In the summer of 1977, a Jewish graduate student at Harvard from Alexandria, Egypt, who will never go home, is hit by the summer doldrums. He has failed his comprehensives, has one more chance to pass them and needs to read like a fiend all summer. So of course he would rather be doing anything else.
Drawn to a cafe that reminds him of home, he meets a loud, abusive Tunisian Arab who commands the attention of everyone around, especially the women. Kalaj is a cabdriver, but he knows more about many things than just about everyone else. And doesn't mind telling them so.
He's also a performance artist who adores women; his every public move is calculated to draw their attention and flirt until they go off together. Kalaj is mesmerizing to our narrator.
Their acquaintance becomes a friendship of opposites, an academic and cabdriver, Jew and Arab, quiet and boisterous, wavering and steadfast, one with a green card and the other without.
The themes in Aciman's story are well-served by the story of the two young men at turning points in their lives. The academic does not turn his back on Harvard, only on people. Kalaj, after being so vigorously a critic of the ersatz United States and everything it stands for, falls whole-heartedly when he is accepted into the narrator's world.
Aciman does at least as much, if not more, tell rather than show in his story, but with a purpose. The emotions, the observations, the reflections are at the heart of what Aciman's narrator is trying to recapture in the story of that long-ago summer. It's told as a flashback, with the endpieces being the older man bringing his son to Harvard during the child's college search. The narrator is searching to feel all those feelings again as much as he is weaving a narrative.
Aciman does not name his narrator. This helps reinforce the universal human qualities of his narrator, who spends that summer both knowing how fortunate he is to be at Harvard studying what he wants, while also regretting that he can't have other kinds of lives as well. His life, even when he makes choices, is not a life like the one lived by Kalaj, who lives for the moment, who lives each moment to the fullest, who is larger than life to everyone.
Aciman does a wonderful job of capturing that feeling of being in a place where you feel you will be unmasked as a fraud, that everyone will know you don't really belong there, and how empowering it feels to get away with any slight action that makes it look like you do belong. This works as well for the Harvard academic setting as it does for an ex-pat living in a foreign country.

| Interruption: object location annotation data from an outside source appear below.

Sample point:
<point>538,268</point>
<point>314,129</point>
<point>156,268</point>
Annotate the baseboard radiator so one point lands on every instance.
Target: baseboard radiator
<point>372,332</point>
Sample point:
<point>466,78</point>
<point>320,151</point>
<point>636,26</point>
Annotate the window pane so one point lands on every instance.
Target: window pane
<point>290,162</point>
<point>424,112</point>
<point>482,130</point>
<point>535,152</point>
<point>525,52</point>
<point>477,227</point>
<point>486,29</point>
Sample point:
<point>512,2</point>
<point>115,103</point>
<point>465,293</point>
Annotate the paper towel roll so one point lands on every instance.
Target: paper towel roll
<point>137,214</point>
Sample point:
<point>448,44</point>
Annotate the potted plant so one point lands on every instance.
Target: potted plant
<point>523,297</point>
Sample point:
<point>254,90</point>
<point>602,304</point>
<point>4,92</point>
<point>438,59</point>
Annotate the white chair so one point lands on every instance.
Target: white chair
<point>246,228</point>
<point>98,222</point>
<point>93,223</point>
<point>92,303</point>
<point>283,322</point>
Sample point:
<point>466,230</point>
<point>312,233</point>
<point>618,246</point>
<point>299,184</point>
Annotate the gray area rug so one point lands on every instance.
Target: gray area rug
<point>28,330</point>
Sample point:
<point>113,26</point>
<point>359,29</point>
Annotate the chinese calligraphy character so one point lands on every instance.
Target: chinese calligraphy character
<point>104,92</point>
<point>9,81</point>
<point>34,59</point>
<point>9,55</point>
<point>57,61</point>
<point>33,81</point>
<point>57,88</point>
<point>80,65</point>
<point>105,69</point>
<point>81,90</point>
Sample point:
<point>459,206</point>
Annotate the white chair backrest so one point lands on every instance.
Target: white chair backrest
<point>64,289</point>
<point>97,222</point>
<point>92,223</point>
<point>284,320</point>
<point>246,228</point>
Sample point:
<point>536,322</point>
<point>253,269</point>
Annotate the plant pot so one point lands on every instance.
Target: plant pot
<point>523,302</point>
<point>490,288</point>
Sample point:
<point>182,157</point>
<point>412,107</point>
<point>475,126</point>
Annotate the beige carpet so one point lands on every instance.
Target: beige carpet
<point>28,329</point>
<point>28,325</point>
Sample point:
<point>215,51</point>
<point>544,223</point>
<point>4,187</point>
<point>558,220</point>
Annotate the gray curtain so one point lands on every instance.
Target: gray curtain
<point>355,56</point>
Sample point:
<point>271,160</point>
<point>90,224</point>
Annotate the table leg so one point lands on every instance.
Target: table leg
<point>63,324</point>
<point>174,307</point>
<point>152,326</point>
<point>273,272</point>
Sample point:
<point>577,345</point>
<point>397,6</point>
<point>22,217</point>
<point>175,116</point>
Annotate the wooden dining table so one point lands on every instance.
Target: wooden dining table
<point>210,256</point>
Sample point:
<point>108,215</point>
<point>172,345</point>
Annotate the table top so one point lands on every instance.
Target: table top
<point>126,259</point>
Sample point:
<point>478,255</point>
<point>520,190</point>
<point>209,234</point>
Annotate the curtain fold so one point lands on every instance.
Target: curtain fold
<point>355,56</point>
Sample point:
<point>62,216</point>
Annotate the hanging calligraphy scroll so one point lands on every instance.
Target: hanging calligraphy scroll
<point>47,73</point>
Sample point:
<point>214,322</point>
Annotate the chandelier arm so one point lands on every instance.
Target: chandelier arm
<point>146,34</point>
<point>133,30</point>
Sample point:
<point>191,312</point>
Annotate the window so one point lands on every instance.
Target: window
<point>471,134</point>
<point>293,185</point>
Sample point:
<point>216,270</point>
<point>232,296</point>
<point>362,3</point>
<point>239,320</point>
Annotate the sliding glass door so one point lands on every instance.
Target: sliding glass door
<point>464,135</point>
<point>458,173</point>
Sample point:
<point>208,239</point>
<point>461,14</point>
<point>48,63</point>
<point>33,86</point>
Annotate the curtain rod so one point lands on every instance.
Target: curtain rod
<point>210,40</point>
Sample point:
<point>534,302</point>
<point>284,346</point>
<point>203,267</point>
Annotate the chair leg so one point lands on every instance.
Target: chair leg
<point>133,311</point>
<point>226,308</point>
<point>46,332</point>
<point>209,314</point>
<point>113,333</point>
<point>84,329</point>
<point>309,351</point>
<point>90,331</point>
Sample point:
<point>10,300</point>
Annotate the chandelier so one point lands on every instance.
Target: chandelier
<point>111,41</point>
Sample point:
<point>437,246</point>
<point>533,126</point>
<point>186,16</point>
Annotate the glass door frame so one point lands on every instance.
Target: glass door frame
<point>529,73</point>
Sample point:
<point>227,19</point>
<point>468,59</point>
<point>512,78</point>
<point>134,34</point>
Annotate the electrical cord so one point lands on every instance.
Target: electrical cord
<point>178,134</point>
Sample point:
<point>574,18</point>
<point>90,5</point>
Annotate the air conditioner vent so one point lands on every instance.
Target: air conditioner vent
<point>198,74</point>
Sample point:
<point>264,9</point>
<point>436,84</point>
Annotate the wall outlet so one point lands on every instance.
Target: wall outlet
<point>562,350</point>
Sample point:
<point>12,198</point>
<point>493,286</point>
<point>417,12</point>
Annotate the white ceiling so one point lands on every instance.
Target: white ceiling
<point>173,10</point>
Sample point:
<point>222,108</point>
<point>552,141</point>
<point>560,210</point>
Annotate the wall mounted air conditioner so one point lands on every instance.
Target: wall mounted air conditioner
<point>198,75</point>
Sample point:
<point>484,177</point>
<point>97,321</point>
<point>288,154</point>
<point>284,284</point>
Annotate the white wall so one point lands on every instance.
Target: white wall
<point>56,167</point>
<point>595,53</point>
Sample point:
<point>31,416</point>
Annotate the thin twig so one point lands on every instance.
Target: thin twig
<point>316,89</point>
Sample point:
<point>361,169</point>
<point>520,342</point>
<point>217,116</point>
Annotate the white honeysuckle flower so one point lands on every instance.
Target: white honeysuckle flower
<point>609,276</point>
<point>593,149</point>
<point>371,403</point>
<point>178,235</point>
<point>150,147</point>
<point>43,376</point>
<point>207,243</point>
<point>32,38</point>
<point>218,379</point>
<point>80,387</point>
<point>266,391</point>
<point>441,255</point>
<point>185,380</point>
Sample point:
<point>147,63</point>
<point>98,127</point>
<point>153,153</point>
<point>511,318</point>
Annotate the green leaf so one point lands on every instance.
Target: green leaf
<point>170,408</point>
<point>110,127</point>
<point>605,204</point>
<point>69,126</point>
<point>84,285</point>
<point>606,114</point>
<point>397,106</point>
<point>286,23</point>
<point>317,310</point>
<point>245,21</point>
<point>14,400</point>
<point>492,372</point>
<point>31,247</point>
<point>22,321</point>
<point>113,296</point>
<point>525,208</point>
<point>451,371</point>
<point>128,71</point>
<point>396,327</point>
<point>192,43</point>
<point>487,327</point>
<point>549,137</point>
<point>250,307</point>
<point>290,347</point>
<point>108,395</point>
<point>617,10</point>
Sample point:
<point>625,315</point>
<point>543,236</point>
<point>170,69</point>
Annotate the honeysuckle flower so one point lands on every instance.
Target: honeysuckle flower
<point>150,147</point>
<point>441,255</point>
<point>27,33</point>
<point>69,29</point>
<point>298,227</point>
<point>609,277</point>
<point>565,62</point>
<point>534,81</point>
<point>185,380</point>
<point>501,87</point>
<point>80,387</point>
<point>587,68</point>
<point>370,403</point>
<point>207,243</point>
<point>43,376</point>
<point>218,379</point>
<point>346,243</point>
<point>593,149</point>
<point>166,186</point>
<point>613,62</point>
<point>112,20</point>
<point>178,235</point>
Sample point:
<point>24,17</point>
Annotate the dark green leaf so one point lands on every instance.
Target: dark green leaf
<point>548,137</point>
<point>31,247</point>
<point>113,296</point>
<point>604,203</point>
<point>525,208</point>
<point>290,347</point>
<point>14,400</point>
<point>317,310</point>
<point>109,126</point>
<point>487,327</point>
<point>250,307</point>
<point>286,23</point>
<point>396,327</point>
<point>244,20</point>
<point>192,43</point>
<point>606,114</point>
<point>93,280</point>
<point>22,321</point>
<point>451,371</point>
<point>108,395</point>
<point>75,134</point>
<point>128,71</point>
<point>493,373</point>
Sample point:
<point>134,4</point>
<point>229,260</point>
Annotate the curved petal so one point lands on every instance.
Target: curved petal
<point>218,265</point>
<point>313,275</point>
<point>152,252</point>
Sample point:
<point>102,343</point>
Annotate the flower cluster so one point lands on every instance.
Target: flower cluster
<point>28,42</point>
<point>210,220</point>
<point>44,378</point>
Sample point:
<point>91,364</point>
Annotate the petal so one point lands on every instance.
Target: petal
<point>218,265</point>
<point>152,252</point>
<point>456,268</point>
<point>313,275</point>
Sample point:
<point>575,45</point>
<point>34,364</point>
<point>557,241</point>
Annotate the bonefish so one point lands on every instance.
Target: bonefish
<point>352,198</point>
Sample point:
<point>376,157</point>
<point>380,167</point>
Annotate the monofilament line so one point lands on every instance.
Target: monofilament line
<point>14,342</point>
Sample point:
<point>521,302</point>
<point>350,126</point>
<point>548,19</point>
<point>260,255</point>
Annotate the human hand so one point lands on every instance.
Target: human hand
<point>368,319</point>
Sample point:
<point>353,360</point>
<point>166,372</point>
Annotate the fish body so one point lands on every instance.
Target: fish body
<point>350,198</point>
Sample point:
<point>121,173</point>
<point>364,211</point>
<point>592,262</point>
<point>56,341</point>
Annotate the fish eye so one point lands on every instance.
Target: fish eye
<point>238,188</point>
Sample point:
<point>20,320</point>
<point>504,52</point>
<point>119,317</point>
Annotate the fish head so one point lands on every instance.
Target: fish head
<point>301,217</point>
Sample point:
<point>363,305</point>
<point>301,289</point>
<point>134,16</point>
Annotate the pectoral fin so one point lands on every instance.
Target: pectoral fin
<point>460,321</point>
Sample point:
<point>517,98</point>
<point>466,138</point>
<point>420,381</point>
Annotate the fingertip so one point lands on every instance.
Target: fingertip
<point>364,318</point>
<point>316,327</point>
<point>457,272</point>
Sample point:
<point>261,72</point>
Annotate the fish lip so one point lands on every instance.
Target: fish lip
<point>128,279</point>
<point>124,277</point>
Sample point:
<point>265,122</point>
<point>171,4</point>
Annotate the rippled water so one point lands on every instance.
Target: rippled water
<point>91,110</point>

Another aspect of the novel that worked well was that feeling of befriending someone as magnetic as Kalaj. It may initially feel like being on top of the world that such a strong personality wants to spend time with you. But does it feel the same after you realize that friend has sucked up all the oxygen in the world? What to do if you are both proud and ashamed of knowing such a person? A book that leads to wondering about such things is one well worth spending time in.